9 minutes
You Aren’t Doing A Good Job - A Story on TCP Middleboxes
A Bit of a Backstory
During the many years that I have been privileged working at many different companies and through those, with other ones, I would say the most critical one was a multi-data center company that was handling millions of requests per day and I was in charge of the perimeter network and overall data center network infrastructure security.
In that setup, even a second of downtime was unacceptable and justifiably so, due to the nature of the applications that were hosted there and half a million requests per second we were handling at the time. As you might have guessed, a business this lucrative is constantly subject to devastating attacks (DDoS, application level, etc…) from adversaries and random bad actors.
Houston, we have a problem
We had just successfully deployed a new data center to spread the load across regions and after a few days, my manager taps on my shoulder and asks me to go outside of the office building to have a discussion. From the look on his face, I could tell something is not quite right. As I follow right behind him, many different scenarios keep juggling through my mind; have I done something wrong? Am I being fired? Am I getting a promotion :) ? but nothing sticks.

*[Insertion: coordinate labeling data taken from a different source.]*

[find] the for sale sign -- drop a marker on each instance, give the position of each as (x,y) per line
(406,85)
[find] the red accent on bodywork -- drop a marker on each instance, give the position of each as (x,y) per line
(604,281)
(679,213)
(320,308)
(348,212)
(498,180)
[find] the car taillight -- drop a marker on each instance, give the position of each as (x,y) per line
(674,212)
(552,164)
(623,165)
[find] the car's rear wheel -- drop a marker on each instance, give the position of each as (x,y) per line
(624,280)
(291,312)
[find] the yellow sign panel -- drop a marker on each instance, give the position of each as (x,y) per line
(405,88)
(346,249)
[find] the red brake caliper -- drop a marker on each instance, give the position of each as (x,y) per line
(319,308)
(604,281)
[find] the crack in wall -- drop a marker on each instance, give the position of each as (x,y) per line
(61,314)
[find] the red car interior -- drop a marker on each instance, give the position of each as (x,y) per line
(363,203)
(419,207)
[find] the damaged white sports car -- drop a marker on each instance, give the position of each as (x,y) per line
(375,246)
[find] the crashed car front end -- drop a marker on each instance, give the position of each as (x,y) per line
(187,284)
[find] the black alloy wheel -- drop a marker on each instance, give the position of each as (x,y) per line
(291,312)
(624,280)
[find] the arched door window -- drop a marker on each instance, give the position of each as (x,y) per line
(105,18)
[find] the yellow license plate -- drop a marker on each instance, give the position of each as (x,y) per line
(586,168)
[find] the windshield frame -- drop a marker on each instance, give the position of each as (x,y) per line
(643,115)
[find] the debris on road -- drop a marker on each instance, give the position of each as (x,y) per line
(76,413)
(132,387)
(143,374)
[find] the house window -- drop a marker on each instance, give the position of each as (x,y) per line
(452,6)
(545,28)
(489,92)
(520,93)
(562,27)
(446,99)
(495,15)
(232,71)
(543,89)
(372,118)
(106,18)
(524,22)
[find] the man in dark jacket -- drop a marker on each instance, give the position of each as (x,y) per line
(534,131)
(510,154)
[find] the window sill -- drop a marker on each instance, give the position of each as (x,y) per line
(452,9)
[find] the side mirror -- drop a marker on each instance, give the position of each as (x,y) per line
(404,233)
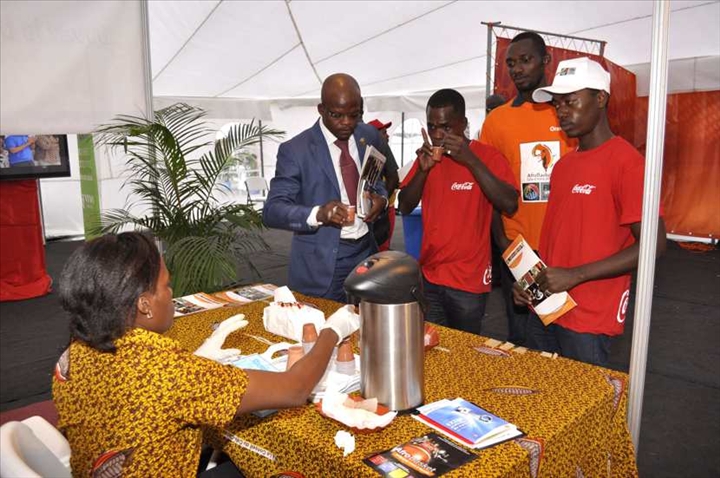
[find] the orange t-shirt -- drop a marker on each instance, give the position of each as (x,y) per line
(529,136)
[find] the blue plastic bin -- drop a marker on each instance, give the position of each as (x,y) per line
(412,229)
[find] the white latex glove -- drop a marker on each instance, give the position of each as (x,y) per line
(344,322)
(212,347)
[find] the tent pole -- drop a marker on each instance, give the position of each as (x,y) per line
(147,77)
(651,202)
(402,139)
(147,80)
(262,157)
(488,62)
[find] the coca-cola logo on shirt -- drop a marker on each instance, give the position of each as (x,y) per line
(583,189)
(461,186)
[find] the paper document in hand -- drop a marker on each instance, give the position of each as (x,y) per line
(525,265)
(373,165)
(467,423)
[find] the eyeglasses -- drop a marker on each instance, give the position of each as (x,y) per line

Finally, we make it to a quiet spot and he begins to tell me that in a meeting between the CTO and other team leads, he was confronted by another lead (let’s call him Hans) that our team is not doing a good job since the new data center is not properly hardened and people (read malicious actors) from outside are able to interact with the firewalls through the FTP protocol! Given the importance of the meeting and the attendees, I can only imagine how awkward this must have been for him. Oh, by the way, let’s not bring up the typical power struggles that team leaders encounter.
After hearing this, my jaw dropped since I was personally in charge of that deployment and there was no way that this could have slipped through. Could that be one of my colleagues mistakenly configured the load balancer or a service? Nonetheless, this was some scary news.
Initial Analysis
I rushed back to check the site and as I go through all the configurations and devices we had there, just more and more questions pop into my head. There is nothing wrong! Everything looks ok.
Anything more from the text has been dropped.